Here are four HR takeaways courtesy of the hit game:1. Work Together
Pokémon Go has become a hit because it creates and maintains an interactive and evolving culture. Strangers strike up conversations about the Pokémon they’ve caught, trained, and taken to the gym. Friends compete, celebrate victories, and share tips on mastering the game’s world. In short—the game brings people together and engages them in a shared purpose.
You can promote this kind of camaraderie in your workplace by finding ways for your employees to collaborate beyond their typical day-to-day duties.
When a team or department does well, talk about it. You might institute a recognition program where employees can thank co-workers by nominating them for an award. Programs of this sort create a more collaborative and appreciative culture.
2. Set Clear Goals
The game itself has some straightforward goals: catch Pokémon, level up, take over a gym, and so on. Clear and achievable goals are just as important in your organization. Make sure your employees know your company goals and the specific ways they contribute to them. This knowledge gives them a shared purpose, a sense of community, and contributes to your company culture.

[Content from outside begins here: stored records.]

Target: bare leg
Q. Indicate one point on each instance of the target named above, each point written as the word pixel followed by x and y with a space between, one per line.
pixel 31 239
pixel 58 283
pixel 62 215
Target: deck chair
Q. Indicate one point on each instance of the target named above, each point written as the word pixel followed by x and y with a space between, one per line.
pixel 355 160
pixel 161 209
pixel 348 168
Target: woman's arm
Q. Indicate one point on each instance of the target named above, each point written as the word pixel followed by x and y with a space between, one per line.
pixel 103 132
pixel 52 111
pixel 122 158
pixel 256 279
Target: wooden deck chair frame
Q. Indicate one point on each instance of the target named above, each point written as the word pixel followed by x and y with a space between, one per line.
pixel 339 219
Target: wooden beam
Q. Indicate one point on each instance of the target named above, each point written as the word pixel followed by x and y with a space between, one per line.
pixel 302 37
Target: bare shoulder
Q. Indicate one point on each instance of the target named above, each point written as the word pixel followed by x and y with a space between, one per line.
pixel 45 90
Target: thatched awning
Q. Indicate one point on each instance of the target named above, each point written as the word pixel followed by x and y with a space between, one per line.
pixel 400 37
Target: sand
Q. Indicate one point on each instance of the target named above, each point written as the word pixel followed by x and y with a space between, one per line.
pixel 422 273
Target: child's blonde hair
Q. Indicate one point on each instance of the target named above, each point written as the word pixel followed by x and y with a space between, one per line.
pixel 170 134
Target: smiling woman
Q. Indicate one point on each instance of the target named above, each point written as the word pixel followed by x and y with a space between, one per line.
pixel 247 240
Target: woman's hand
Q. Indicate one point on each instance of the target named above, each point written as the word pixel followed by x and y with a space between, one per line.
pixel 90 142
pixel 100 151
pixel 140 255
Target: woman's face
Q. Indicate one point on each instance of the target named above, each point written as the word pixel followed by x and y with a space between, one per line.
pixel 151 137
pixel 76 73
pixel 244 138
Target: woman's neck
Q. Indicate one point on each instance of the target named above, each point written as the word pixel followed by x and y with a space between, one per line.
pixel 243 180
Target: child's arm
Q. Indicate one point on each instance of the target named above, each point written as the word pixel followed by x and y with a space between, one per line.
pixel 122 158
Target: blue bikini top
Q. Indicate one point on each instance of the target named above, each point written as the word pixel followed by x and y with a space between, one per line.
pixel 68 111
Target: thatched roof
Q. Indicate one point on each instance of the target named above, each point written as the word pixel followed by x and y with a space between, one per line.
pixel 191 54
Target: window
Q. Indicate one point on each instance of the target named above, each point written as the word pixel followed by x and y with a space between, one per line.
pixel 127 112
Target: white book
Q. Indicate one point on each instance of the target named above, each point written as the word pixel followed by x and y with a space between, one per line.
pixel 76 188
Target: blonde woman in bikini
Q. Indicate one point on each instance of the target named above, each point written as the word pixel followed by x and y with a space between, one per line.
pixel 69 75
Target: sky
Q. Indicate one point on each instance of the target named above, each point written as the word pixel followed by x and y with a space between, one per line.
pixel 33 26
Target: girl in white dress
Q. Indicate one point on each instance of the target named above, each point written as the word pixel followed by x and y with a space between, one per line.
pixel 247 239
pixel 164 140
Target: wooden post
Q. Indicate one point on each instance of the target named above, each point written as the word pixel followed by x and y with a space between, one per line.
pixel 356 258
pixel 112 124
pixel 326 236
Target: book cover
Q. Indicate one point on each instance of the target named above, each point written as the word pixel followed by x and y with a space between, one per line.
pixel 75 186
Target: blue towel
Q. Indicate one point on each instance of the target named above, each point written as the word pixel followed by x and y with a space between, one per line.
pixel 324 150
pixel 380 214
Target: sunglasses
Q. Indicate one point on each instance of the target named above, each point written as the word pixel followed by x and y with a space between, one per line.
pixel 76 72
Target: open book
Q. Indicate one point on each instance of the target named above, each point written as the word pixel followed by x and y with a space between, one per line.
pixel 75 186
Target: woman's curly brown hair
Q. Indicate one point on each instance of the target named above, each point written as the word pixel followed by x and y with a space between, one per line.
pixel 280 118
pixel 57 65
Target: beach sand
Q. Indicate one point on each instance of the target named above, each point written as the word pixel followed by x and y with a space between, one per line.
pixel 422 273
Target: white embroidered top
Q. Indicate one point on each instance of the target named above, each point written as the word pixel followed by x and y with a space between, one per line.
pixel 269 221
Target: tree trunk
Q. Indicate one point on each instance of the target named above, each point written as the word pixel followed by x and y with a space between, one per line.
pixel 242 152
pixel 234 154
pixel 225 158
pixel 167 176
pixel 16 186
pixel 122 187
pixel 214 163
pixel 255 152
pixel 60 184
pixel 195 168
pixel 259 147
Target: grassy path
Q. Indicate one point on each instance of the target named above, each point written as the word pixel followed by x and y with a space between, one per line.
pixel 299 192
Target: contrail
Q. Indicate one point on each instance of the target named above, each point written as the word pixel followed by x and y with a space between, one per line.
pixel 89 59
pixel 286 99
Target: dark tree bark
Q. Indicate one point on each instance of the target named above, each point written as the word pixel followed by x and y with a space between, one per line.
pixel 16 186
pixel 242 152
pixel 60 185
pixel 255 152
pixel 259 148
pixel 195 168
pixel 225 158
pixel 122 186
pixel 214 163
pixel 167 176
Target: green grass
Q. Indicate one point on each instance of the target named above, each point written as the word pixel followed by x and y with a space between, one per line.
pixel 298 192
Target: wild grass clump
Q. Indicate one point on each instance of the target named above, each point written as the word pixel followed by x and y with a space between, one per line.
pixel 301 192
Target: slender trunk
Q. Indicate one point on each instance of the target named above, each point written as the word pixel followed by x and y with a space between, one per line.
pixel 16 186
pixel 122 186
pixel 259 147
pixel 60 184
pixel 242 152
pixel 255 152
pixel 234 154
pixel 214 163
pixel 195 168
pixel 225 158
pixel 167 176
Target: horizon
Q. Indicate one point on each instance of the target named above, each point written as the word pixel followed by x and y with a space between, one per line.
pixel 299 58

Be as transparent as possible with your goals. When your team is up to speed on the company’s overall progress and can see how their roles contribute to its success, they’re more likely to work with others to achieve company milestones.
3. Augment Your Workplace
Much of Pokémon Go’s success comes from its twist on everyday reality and its involvement of players in the creation of that reality. You can do something similar in your workplace by thinking of ways to enhance your company’s culture. Give it character, and don’t shy away from creativity. For example, incorporate art that captures who you are as an organization. Invite employees to personalize the general workspace as they would their own. Hold a room or workspace naming competition. The goal is to make your workplace unique and interesting.
4. Have Fun
Play a little. Seriously. Come up with small prizes when business goals are accomplished. Consider ways your teams could compete for rewards. These prizes and rewards don’t have to be grand or expensive. After all, we live in a world where millions of people are motivated by collecting intangible fighting fuzz balls.
A small sign of appreciation can go a long way. Think more Pidgey than Mewtwo. If you want to go bigger, consider a short company off site or retreat that includes both work and play. Chances are your employees will come back feeling recharged and reenergized. Kind of like Pikachu himself.